I propose extending the the existing notion of "structured data over pipes" to a paradigm that embraces explicit message-passing semantics.

I outline a set of complementary ideas, united under the banner of some suitably pithy term of art -- such as: shell actors, record streams, shell sockets, etc (the bikeshedding about which I wholeheartedly encourage).

Central in this paradigm is the abstract notion of a channel, supporting "atomic send and receive" operations through some concrete implemenation.

Near the bottom rests a proposed concrete framing protocol with a set of useful properties I suspect will prove essential, and which may take on a life of its own, independent of oil or any other shell.

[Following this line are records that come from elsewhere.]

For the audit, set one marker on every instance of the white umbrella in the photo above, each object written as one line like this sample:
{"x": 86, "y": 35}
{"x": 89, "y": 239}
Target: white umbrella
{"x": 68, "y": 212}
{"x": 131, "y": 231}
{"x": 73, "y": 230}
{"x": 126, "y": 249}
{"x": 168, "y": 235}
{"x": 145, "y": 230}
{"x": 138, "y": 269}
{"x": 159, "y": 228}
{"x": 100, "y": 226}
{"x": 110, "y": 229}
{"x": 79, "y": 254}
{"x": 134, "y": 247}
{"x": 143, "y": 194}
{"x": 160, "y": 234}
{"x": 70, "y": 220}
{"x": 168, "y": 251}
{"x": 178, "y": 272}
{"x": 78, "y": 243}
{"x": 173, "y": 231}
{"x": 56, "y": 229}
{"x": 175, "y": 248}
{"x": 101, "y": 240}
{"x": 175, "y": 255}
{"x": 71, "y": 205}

Some of these concepts may dovetail, overlap with, or duplicate, existing proposals or planned features.. Bring these to my attention, and I will update the proposal to reflect these things. I have a lot to catch up on.

Terminology

This is a summary of each of the key terms. A few are elaborated further in the Details section.

channel

Of all the notions presented, this is the only one I propose to reify as a first-class shell construct.

A channel is a shell interface providing "atomic" send and receive over some transport layer.

Like a pipe, a channel logically has two ends. A given process generally only sees one end.

Unlike a pipe, a channel only supports sending data in discrete messages.

  • Slogan: "A channel preserves message boundaries".
  • Slogan: "A channel is a record-oriented abstraction".

The fundamental operations a channel provides should be thought of as send and receive, regardless of the surface syntax or API eventually chosen.

A channel will usually wrap an underlying file descriptor with some concrete framing protocol. But this is an implementation detail that is only surfaced when the channel is created. Once created, a channel is an opaque object which only supports send, receive, and close operations of discrete message payloads.

transport layer

A transport layer is some mechanism by which data may be sent and received. It will usually be backed by a file descriptor, but it need not be.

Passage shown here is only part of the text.